Response checklist for incident handling
- Identify and isolate the offending records in the database (event posts, postmeta entries).
- Sanitize or remove malicious content from affected records (prefer restoring from recent clean backup if available).
- Rotate sensitive credentials (administrator accounts, API keys) that may have been exposed or abused.
- Apply the vendor patch and any recommended WordPress core updates.
- Review user accounts and remove any suspicious accounts or unneeded elevated privileges.
- Monitor logs for repeat attempts or related suspicious activity.

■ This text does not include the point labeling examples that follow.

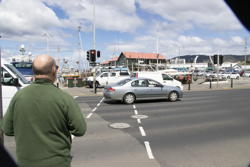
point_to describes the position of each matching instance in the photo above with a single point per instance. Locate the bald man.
(42, 119)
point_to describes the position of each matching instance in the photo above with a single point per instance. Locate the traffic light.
(98, 54)
(93, 55)
(215, 59)
(220, 59)
(87, 55)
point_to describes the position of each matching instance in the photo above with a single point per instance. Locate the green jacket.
(42, 119)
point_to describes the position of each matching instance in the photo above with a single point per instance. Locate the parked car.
(229, 75)
(246, 74)
(163, 78)
(132, 89)
(106, 78)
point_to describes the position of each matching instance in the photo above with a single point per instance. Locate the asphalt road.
(204, 129)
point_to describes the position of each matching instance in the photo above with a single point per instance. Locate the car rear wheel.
(173, 96)
(129, 98)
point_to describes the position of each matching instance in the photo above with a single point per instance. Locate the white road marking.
(136, 112)
(139, 121)
(142, 131)
(102, 100)
(149, 151)
(90, 114)
(94, 109)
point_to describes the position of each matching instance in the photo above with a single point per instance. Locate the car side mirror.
(16, 82)
(159, 85)
(7, 75)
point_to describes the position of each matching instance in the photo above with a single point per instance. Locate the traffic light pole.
(94, 78)
(1, 105)
(218, 65)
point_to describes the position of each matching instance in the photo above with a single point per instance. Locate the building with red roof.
(135, 60)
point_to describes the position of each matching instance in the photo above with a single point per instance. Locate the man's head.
(44, 66)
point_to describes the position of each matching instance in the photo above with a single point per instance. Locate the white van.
(106, 78)
(161, 77)
(12, 81)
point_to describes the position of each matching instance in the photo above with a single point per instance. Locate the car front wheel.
(129, 98)
(173, 96)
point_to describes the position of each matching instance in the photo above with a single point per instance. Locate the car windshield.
(124, 81)
(17, 73)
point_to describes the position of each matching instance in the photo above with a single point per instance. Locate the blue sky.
(182, 27)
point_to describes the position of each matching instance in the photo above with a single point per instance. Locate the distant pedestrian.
(42, 118)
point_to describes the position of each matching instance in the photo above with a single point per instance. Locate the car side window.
(166, 77)
(6, 78)
(139, 83)
(152, 83)
(104, 75)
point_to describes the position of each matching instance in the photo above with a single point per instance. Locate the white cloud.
(109, 15)
(29, 17)
(211, 14)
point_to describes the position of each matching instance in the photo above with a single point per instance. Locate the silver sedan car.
(131, 89)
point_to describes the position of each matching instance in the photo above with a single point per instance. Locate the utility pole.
(94, 46)
(1, 102)
(157, 52)
(80, 46)
(245, 49)
(218, 65)
(157, 48)
(47, 42)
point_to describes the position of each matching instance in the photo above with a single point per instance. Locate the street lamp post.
(1, 105)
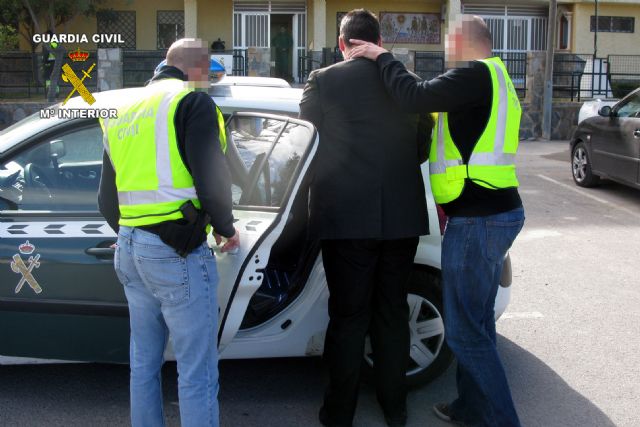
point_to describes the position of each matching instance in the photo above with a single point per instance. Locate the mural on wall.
(410, 28)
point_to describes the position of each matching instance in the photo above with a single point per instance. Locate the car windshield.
(22, 130)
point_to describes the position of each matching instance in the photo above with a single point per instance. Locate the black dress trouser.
(367, 285)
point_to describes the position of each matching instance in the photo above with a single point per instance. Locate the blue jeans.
(473, 249)
(170, 294)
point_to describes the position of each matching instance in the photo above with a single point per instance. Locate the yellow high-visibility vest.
(492, 161)
(151, 178)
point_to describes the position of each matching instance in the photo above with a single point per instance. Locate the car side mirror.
(57, 149)
(605, 111)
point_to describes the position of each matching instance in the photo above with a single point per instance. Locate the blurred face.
(196, 60)
(458, 44)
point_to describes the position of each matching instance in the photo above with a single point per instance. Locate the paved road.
(569, 340)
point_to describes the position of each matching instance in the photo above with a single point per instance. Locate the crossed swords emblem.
(18, 266)
(69, 76)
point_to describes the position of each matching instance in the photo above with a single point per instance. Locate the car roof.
(252, 81)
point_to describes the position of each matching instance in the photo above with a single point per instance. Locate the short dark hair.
(478, 30)
(360, 24)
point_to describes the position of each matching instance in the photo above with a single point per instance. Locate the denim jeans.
(168, 294)
(473, 249)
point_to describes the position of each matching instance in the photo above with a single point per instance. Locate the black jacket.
(196, 126)
(466, 94)
(366, 181)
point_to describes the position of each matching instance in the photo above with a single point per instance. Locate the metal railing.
(568, 69)
(19, 74)
(240, 62)
(578, 76)
(428, 65)
(516, 63)
(624, 74)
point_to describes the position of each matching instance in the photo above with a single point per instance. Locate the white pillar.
(454, 9)
(191, 18)
(319, 24)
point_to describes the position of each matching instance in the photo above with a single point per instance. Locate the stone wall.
(16, 111)
(109, 69)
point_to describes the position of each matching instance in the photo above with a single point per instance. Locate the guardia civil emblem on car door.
(25, 269)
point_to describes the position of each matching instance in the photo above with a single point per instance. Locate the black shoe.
(327, 421)
(398, 420)
(443, 411)
(395, 417)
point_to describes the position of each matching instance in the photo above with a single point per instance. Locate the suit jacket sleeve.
(108, 194)
(310, 105)
(452, 91)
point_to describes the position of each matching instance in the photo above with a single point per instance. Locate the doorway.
(282, 46)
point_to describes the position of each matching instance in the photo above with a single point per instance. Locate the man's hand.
(232, 243)
(365, 49)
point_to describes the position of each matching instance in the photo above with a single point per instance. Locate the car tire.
(429, 354)
(581, 167)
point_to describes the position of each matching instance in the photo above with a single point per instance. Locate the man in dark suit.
(368, 207)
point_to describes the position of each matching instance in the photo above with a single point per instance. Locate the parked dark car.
(608, 145)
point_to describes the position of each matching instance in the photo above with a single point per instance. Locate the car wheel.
(429, 355)
(581, 167)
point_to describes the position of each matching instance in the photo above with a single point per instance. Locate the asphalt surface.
(569, 339)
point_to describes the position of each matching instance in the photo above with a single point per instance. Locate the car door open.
(268, 156)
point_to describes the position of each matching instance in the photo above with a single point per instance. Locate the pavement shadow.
(271, 392)
(541, 396)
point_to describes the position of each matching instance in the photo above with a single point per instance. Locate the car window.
(631, 107)
(59, 173)
(268, 152)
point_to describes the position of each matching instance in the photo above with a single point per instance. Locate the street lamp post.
(595, 34)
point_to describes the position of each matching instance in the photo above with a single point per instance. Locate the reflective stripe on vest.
(492, 162)
(149, 192)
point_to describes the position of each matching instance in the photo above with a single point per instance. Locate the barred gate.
(138, 66)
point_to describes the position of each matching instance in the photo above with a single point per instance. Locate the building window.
(513, 28)
(118, 22)
(170, 27)
(563, 40)
(613, 24)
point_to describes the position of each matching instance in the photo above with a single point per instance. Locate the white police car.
(59, 295)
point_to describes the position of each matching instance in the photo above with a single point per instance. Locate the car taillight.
(442, 219)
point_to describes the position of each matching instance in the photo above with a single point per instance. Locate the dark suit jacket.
(366, 181)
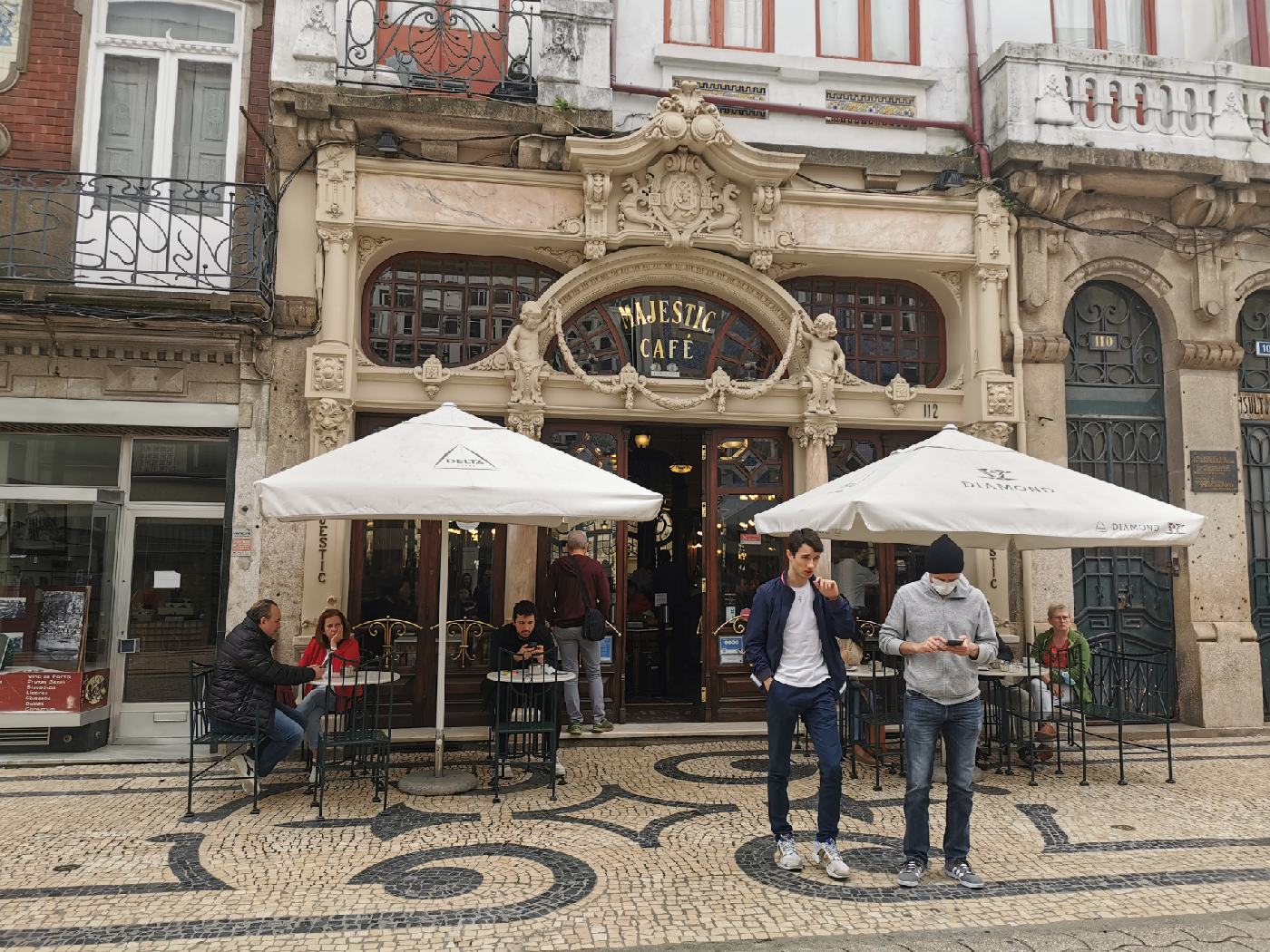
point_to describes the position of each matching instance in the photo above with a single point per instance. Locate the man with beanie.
(791, 644)
(943, 627)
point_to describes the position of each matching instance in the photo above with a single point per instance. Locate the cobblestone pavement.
(645, 846)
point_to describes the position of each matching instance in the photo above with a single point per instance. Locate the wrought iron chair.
(526, 730)
(357, 723)
(200, 732)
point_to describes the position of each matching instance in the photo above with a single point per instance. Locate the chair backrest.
(1132, 675)
(200, 685)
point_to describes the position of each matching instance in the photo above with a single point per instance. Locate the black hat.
(945, 558)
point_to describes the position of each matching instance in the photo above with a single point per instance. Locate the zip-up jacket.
(917, 613)
(765, 630)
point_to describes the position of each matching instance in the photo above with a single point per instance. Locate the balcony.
(444, 47)
(1051, 95)
(139, 234)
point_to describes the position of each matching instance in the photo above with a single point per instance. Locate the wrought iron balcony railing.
(444, 46)
(67, 228)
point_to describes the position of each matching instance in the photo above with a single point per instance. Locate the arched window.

Disclosure timeline (concise)
- Discovery: (internal/private) — researcher identified insufficient escaping in event fields.
- Vendor notified & coordinated fix — vendor published update and CVE assigned (CVE-2024-11875).
- CVE published: 2026-02-03 (reference listed above).
हांगकांग सुरक्षा दृष्टिकोण से अंतिम नोट्स
In local practice we prioritise clear risk triage and timely patching. Although this XSS was rated low urgency, the practical risk depends on your site’s configuration: if untrusted users can create events or if event content is rendered to privileged users, the risk rises quickly. Apply the patch, enforce strict escaping and sanitization, and reduce the attack surface by limiting who can submit event content.